Canadians are looking for safety and security from their national government and these estimates communicate the kind of depth of concern that, I think, we have on this side, based on a strong set of values and on one of the most fundamental Canadian values of Medicare. It is one that I commend to the House.
Finally, safety and security are expressed through the economic lives of our constituents. As I was campaigning, I recall going to an area in the northwest part of Taiaiako'n—Parkdale—High Park called “the Valley”. There is a street there called Old Dundas Street, and there is an apartment building. A lot of my constituents there would be in their forties, fifties and sixties. They are still working, but they are looking around the corner to when they might have that chance of a little relief, maybe taking that little vacation, getting some support from their children, after they have given so much to their children.
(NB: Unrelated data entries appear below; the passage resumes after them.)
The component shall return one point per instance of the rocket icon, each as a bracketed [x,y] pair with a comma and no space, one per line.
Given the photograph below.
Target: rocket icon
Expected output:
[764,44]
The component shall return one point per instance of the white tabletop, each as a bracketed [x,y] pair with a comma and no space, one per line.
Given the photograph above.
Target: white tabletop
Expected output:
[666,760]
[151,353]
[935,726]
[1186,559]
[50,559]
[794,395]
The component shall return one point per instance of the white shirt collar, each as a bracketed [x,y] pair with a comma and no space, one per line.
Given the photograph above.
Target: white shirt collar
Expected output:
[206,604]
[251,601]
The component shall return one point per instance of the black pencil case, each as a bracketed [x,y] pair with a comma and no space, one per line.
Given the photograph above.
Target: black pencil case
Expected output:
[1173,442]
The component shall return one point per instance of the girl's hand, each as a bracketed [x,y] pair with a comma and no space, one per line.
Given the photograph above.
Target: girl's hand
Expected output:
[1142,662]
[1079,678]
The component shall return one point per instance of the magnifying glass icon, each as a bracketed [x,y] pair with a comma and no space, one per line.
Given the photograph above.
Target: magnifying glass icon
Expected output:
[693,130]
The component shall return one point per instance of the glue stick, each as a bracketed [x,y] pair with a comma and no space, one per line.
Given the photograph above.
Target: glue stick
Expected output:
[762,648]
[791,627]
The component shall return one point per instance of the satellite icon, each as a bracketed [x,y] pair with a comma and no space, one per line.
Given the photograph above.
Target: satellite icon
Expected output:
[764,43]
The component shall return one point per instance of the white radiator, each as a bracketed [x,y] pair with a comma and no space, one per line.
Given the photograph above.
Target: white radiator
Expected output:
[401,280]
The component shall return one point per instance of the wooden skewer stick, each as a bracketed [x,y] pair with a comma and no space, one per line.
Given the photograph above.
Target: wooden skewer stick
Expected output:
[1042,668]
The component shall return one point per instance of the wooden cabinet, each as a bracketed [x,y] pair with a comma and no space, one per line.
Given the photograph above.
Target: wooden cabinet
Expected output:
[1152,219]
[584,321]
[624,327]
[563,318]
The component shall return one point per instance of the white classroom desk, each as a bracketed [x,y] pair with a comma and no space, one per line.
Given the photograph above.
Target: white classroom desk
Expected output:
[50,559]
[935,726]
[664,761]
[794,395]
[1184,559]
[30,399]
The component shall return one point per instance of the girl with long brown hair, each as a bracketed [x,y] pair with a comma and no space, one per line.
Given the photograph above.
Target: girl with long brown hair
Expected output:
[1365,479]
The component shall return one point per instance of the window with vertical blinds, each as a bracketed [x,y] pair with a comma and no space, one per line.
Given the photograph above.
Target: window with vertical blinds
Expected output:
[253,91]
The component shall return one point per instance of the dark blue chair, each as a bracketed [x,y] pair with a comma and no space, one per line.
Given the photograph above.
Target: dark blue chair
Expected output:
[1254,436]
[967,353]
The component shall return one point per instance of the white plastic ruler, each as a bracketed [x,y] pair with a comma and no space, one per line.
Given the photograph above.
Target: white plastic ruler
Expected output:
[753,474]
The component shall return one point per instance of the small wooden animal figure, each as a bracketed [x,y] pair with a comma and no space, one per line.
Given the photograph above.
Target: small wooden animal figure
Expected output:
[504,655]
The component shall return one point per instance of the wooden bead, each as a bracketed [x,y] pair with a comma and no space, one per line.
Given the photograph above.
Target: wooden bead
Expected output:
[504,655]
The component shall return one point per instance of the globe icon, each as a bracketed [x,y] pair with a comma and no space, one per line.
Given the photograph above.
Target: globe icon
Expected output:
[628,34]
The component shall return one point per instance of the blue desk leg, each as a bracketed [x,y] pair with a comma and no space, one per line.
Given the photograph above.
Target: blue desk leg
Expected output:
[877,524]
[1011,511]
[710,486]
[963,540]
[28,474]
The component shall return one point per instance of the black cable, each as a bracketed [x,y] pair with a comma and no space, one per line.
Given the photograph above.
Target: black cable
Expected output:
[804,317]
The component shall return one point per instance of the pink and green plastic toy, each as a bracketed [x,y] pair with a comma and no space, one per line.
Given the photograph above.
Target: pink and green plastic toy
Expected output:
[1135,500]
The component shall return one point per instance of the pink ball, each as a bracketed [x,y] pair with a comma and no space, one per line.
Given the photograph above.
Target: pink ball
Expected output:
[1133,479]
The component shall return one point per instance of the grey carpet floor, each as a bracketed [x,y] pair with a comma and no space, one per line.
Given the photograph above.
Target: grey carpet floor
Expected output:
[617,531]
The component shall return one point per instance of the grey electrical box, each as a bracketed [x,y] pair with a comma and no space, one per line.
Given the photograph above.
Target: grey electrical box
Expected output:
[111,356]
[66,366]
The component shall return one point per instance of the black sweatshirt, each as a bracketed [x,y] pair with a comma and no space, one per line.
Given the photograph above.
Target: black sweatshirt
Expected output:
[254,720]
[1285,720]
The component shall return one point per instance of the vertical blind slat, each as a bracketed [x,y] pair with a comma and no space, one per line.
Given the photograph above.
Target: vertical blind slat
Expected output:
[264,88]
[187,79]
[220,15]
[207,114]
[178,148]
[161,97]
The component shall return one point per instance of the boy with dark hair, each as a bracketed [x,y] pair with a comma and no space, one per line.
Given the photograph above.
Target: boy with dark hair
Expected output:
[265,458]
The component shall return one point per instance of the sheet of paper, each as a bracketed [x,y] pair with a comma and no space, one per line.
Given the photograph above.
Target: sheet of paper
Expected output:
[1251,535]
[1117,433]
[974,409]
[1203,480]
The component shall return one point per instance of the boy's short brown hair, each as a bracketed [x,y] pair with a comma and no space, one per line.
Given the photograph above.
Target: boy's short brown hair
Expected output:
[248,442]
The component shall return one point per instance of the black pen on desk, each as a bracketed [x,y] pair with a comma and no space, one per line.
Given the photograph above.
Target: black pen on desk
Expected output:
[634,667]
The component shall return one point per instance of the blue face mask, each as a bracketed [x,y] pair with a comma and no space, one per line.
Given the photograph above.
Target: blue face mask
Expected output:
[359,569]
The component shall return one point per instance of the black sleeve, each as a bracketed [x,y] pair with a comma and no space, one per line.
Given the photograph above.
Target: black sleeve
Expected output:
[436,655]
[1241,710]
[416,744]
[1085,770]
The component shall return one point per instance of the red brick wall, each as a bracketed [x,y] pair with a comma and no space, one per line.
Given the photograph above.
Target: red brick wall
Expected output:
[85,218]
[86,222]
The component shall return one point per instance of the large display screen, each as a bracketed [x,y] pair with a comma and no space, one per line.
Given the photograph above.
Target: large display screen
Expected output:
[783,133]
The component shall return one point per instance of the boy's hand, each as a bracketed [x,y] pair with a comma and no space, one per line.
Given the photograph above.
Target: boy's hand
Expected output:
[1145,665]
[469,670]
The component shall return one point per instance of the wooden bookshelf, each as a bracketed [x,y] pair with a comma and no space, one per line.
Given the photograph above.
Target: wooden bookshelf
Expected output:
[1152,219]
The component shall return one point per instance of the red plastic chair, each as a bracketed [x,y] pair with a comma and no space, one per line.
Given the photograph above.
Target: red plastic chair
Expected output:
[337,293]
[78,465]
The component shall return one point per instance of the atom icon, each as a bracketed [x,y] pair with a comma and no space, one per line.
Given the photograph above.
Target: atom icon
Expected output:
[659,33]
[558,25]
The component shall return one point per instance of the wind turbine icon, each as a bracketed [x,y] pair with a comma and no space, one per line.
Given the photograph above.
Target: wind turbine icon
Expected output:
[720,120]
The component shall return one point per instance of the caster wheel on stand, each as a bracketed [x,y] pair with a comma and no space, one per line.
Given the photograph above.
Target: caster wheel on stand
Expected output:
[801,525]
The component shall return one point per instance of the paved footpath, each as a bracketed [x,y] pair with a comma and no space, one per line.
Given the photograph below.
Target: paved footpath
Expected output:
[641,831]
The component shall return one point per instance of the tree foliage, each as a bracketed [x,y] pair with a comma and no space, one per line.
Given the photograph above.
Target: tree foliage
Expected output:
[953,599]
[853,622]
We have a lot of immigrants from eastern Europe in that particular part of the riding, the Valley, also known as Warren Park. I remember going to one particular building. A constituent in her sixties was asking me what the offering would be for her in this campaign. I explained to her the different things, and she understood the bigger things that were at stake. She understood the bigger picture. I think she understood some of how our proposals were meeting her safety and security needs, but for her, it was about the end of the month. It was about how much money she was going to have to be able to take that vacation she had been putting off this year.
I explained to her that there was a tax cut coming, and that we did not have all the details at the time. It is not in the estimates. It is in our ways and means motion and in the bill. I am going to be happy to be communicating to her that, in July, there is an immediate action. There is an immediate action in these estimates and in the measures that this side of the House is putting forward in this session that are going to meet her concerns, and, I think, more broadly, the safety and security concerns of Canadians.
To follow up with a question about the income tax cut that is in the legislation, I want to ask the minister his perspective on what the motivation is and what the understanding is around how we came to this particular proposal for the income tax cut.